Wednesday, October 17, 2007

Worldwide economic growth boosts global foreign investment


Worldwide economic growth has seen foreign investments in other countries swell by more than a third in 2006 compared with 2005 - the largest since record levels were set in 2000, according to the latest investment trends report by the UN Conference on Trade and Development (Unctad) published in Geneva.

Global Foreign Direct Investment (FDI) was up 38 percent on 2005 to $1.3 trillion, showed the report released Tuesday. Healthy growth in FDI was seen across the board in developed, developing and the transition economies of southeast Europe and the former Soviet republics of the Commonwealth of Independent States (CIS). South America and South Africa were two exceptions.
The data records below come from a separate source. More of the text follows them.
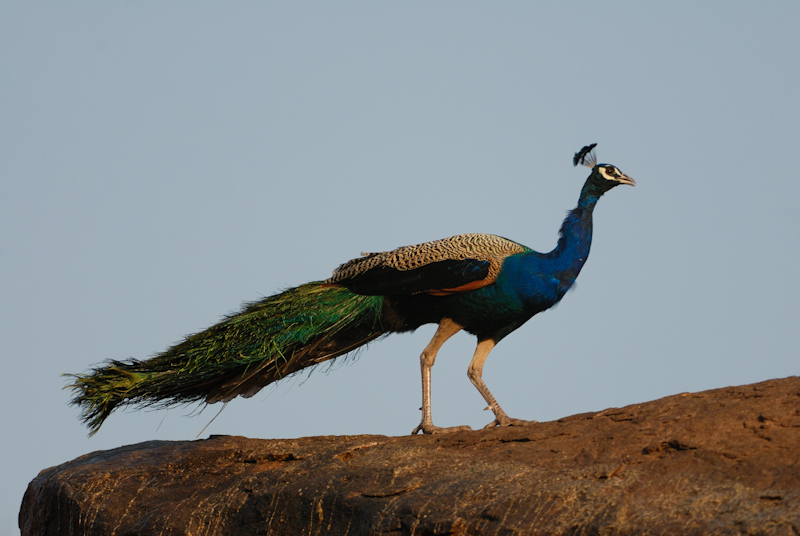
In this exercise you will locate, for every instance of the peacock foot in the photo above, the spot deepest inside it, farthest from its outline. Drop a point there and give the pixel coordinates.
(430, 428)
(505, 420)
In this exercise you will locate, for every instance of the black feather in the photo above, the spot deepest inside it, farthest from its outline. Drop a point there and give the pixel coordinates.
(583, 155)
(447, 274)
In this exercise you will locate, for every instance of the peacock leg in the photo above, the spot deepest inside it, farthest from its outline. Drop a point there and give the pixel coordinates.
(475, 373)
(447, 328)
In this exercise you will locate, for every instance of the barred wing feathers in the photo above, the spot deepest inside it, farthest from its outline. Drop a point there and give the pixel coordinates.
(451, 265)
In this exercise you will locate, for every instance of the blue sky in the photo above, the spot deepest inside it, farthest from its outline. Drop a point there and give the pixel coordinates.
(161, 164)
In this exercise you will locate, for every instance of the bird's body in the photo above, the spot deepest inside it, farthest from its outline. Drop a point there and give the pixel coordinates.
(484, 284)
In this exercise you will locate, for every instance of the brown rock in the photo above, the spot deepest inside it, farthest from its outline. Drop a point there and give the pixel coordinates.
(718, 462)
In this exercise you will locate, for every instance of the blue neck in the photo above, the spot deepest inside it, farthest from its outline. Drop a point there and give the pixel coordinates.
(574, 242)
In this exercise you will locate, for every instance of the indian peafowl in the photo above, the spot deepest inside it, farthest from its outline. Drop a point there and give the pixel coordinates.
(484, 284)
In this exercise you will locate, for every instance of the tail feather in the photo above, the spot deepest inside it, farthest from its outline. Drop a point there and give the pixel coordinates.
(265, 342)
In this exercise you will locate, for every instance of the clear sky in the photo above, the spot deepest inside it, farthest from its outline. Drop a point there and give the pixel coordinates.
(161, 164)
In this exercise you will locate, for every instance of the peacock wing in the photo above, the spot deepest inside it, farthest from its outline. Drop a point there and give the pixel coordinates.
(451, 265)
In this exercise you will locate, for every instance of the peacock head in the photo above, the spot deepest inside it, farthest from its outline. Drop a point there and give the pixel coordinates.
(603, 176)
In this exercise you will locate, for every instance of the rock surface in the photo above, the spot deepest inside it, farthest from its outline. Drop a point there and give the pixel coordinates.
(717, 462)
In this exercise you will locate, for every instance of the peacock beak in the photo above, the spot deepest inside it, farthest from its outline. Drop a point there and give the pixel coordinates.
(624, 179)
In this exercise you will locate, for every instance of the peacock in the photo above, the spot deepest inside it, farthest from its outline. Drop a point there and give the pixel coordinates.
(483, 284)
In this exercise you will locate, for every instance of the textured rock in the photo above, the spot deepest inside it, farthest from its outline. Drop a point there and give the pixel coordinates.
(717, 462)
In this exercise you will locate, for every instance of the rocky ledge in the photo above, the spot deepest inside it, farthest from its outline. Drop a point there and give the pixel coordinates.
(716, 462)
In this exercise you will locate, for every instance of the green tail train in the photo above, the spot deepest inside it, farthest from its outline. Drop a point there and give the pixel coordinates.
(266, 341)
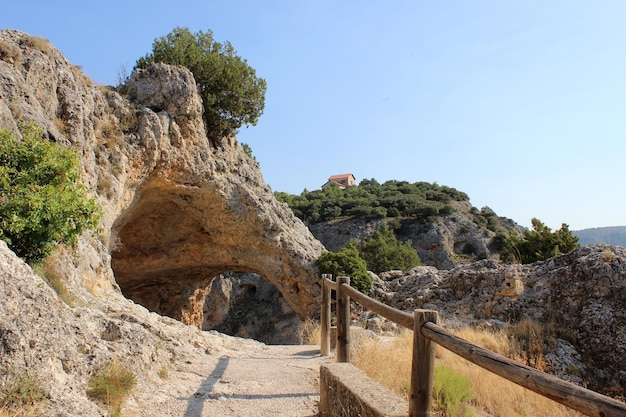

Africa saw FDI double between 2004 and 2006 to a record $36 billion. Africa's share of global FDI, which is relatively small compared with parts of Asia and Latin America, had nonetheless fallen from 3.1 percent in 2005 to 2.7 percent in 2006. Most foreign investment was in oil, gas and mining.

The value of FDI worldwide reached $12 trillion, funding the activities of 78,000 transnational corporations owning some 780,000 foreign affiliates.
The US regained its position as the main host economy for FDI, slipping ahead of Britain once more.

The largest inflows to developing countries were to China, Hong Kong and Singapore.
Among transition economies the largest inflows were to the Russian Federation.
The US was the main source of FDI but almost half the world's outflows originated in European Union countries, led by France followed by Spain and Britain.